Co-parenting plans provide flexibility in that they can be rewritten and re-evaluated to adapt to the family situation as time progresses and the children grow older. They also have the power to amend any previous parenting orders made by a court.  

What does a co-parenting agreement need to include? 

Since an agreement of this type is a serious matter, it’s important for all parties involved who will have care of the child (parents, godparents, next of kin, grandparents and any other relative caretakers) to sit down together to discuss the options.   

An agreement will typically outline who the child will live with, who will have parental responsibility, how finances relating to the children will be dealt with, and how any future disputes or disagreements will be dealt with. 
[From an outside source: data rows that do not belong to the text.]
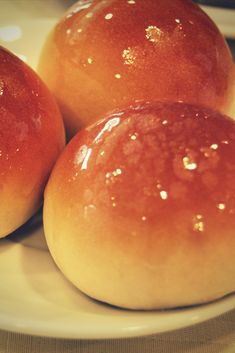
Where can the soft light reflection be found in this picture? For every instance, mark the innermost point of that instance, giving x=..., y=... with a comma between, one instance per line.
x=89, y=15
x=189, y=164
x=128, y=56
x=10, y=33
x=83, y=156
x=111, y=175
x=108, y=127
x=198, y=223
x=221, y=206
x=214, y=146
x=86, y=159
x=163, y=195
x=22, y=57
x=153, y=34
x=1, y=88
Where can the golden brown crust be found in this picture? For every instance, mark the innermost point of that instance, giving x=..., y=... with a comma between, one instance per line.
x=139, y=209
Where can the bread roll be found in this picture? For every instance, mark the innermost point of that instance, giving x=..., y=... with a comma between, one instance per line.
x=31, y=138
x=108, y=54
x=139, y=209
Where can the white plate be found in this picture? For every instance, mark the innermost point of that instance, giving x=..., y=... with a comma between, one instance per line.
x=34, y=296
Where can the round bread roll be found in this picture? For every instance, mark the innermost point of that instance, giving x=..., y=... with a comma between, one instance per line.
x=31, y=138
x=139, y=209
x=108, y=54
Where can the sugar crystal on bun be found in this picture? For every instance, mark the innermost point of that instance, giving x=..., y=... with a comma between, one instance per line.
x=31, y=138
x=107, y=54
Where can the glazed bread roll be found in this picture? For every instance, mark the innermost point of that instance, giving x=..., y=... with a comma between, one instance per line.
x=31, y=138
x=108, y=54
x=139, y=209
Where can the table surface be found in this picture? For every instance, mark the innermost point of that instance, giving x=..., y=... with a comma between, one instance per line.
x=213, y=336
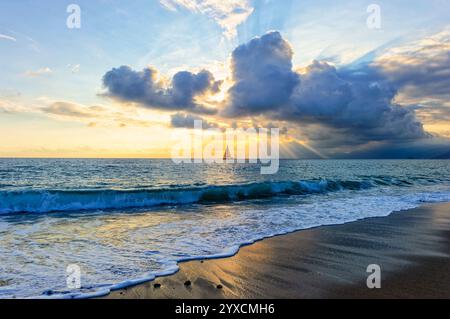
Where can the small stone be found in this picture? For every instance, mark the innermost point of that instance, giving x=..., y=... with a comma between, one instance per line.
x=47, y=293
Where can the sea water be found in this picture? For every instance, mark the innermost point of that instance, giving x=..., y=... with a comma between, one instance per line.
x=126, y=221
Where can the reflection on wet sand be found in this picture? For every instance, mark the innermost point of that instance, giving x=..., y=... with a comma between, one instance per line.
x=412, y=248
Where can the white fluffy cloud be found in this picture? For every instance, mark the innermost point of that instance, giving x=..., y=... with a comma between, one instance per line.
x=226, y=13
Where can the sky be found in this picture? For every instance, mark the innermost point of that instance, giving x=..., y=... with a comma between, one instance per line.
x=339, y=79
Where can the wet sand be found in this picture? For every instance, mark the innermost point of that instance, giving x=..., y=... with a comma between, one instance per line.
x=412, y=248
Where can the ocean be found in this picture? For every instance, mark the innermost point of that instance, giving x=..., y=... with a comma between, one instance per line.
x=124, y=221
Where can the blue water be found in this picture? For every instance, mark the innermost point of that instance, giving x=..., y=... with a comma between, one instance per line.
x=125, y=221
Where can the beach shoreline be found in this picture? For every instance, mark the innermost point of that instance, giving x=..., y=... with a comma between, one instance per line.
x=412, y=248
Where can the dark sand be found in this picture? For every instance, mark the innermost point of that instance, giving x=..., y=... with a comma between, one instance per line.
x=412, y=247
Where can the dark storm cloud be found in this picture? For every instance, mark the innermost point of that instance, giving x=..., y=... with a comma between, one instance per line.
x=181, y=120
x=355, y=104
x=143, y=88
x=263, y=76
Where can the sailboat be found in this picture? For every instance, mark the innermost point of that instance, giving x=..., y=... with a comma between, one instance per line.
x=227, y=155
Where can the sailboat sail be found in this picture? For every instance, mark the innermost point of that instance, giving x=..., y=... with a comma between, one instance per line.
x=227, y=155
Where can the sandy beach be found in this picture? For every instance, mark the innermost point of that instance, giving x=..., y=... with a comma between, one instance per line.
x=412, y=248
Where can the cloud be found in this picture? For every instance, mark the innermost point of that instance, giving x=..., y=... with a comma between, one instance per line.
x=7, y=37
x=358, y=105
x=345, y=110
x=40, y=72
x=145, y=89
x=228, y=14
x=181, y=120
x=263, y=76
x=421, y=69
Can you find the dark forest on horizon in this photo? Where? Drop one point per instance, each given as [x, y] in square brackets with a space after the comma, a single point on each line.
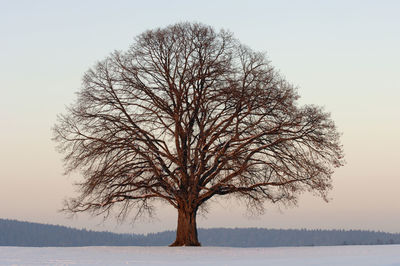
[17, 233]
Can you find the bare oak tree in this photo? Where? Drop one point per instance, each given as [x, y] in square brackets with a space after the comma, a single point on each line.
[188, 114]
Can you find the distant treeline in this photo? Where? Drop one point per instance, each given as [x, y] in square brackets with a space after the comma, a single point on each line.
[16, 233]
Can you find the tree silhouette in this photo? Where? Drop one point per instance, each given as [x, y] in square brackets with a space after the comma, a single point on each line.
[188, 114]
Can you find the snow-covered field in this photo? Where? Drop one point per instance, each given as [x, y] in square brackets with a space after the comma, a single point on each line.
[338, 255]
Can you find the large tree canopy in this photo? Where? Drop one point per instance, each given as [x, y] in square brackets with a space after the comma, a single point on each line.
[188, 114]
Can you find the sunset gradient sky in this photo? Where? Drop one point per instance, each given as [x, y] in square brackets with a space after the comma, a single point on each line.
[343, 55]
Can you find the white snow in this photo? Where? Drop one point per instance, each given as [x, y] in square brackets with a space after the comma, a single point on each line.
[299, 256]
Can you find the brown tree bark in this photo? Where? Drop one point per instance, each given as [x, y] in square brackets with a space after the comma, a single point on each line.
[188, 114]
[186, 232]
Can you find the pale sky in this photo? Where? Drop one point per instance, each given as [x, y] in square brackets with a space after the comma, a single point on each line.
[343, 55]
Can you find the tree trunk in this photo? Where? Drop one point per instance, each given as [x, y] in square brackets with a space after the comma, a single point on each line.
[186, 233]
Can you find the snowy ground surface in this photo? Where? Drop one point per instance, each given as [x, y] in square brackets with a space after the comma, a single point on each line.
[338, 255]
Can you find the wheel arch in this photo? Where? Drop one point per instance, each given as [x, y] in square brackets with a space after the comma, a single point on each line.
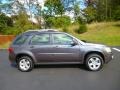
[94, 52]
[24, 54]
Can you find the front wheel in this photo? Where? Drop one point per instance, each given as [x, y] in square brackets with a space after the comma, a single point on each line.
[25, 64]
[94, 62]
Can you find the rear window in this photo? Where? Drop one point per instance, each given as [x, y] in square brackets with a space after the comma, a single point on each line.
[20, 40]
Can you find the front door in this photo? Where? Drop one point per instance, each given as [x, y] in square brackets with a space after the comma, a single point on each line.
[63, 50]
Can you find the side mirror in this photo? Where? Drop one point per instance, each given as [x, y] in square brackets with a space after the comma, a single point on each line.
[74, 43]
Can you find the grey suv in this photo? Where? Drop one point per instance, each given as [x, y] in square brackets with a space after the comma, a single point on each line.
[53, 47]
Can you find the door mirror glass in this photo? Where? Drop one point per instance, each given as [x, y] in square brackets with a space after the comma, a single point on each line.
[74, 43]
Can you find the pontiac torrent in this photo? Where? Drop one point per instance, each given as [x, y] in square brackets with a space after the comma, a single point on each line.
[48, 46]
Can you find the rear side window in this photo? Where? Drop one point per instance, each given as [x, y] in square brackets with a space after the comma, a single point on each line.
[20, 40]
[41, 39]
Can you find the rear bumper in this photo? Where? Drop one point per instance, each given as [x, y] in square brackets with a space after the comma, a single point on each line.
[108, 57]
[12, 59]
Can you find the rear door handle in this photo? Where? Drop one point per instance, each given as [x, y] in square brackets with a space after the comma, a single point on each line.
[31, 46]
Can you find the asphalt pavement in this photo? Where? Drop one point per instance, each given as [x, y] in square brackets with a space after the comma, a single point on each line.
[60, 77]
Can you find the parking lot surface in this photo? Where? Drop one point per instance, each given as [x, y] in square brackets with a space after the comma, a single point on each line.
[60, 77]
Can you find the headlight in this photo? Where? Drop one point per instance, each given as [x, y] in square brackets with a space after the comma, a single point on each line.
[107, 49]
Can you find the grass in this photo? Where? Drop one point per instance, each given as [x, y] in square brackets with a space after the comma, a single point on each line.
[106, 33]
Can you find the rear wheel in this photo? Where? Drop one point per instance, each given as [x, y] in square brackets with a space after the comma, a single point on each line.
[94, 62]
[25, 64]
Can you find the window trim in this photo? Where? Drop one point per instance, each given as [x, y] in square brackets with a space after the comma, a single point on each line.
[30, 41]
[18, 38]
[61, 33]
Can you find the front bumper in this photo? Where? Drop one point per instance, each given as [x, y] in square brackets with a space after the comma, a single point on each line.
[108, 57]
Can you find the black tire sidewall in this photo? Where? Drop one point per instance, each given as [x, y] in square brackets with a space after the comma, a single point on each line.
[29, 59]
[94, 55]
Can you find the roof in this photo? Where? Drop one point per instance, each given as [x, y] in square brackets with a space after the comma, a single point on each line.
[29, 32]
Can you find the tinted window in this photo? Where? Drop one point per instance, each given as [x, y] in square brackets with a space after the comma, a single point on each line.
[20, 40]
[41, 39]
[62, 39]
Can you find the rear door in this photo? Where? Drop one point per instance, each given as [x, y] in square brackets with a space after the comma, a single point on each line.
[63, 50]
[40, 46]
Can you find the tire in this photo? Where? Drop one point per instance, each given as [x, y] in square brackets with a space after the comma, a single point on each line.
[25, 64]
[94, 62]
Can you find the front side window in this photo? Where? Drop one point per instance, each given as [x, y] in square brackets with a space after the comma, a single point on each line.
[41, 39]
[62, 39]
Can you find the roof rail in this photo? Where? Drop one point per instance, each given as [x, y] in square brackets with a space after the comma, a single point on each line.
[44, 30]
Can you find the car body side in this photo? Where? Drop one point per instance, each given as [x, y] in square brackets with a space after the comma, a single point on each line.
[84, 50]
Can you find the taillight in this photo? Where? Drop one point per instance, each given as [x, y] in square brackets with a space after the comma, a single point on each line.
[10, 50]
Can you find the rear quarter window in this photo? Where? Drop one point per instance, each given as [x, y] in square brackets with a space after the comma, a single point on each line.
[20, 40]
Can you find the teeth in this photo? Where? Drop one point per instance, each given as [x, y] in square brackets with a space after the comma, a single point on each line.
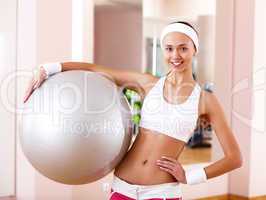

 Points to consider when drafting the agreement include: 

  • religion  
  • education  
  • extracurricular activities  
  • childcare 
  • diet and nutrition 
  • internet and TV usage  
  • parental roles and responsibilities  
  • family values and morals  
  • longerterm parental expectations 
  • emergency or spontaneous decision-making guidelines 
  • child custody 
  • child support  
  • residential schedule
  • visitation plans  
  • custody during holidays
  • financial responsibilities  
  • emergency procedures  
  • grandparents’ visitation plan
  • child-related communication procedures 
  • last testament and will. 


What about unmarried parents who have split up?
 

It’s important to have a written document to remind both parties to keep the common interests of their child separate from the split, even for couples who weren’t officially married before splitting up. When breakups get messy, it’s easy for parents to forget their shared goal of doing what’s best for their children. Having a written document to refer back to continuously can help keep emotions out of the process.   

In addition to the traditional requirements of an agreement, unmarried parents should consider also including:  

  • a clear and concisely written description of parental roles and guidelines  
  • the children’s legal last name  
  • whether they have settled on legal or joint custody  
  • long-term legal procedures during emergencies.  

The bottom line and most important concern for most parents is to put the best interests of the child first. As difficult as it can be, separated parents need to focus on the least disruptive path for raising children, and set aside all other emotional concerns and pride when discussing co-parenting. When this is the core focus of a co-parenting agreement, children can grow and develop as well-balanced humans.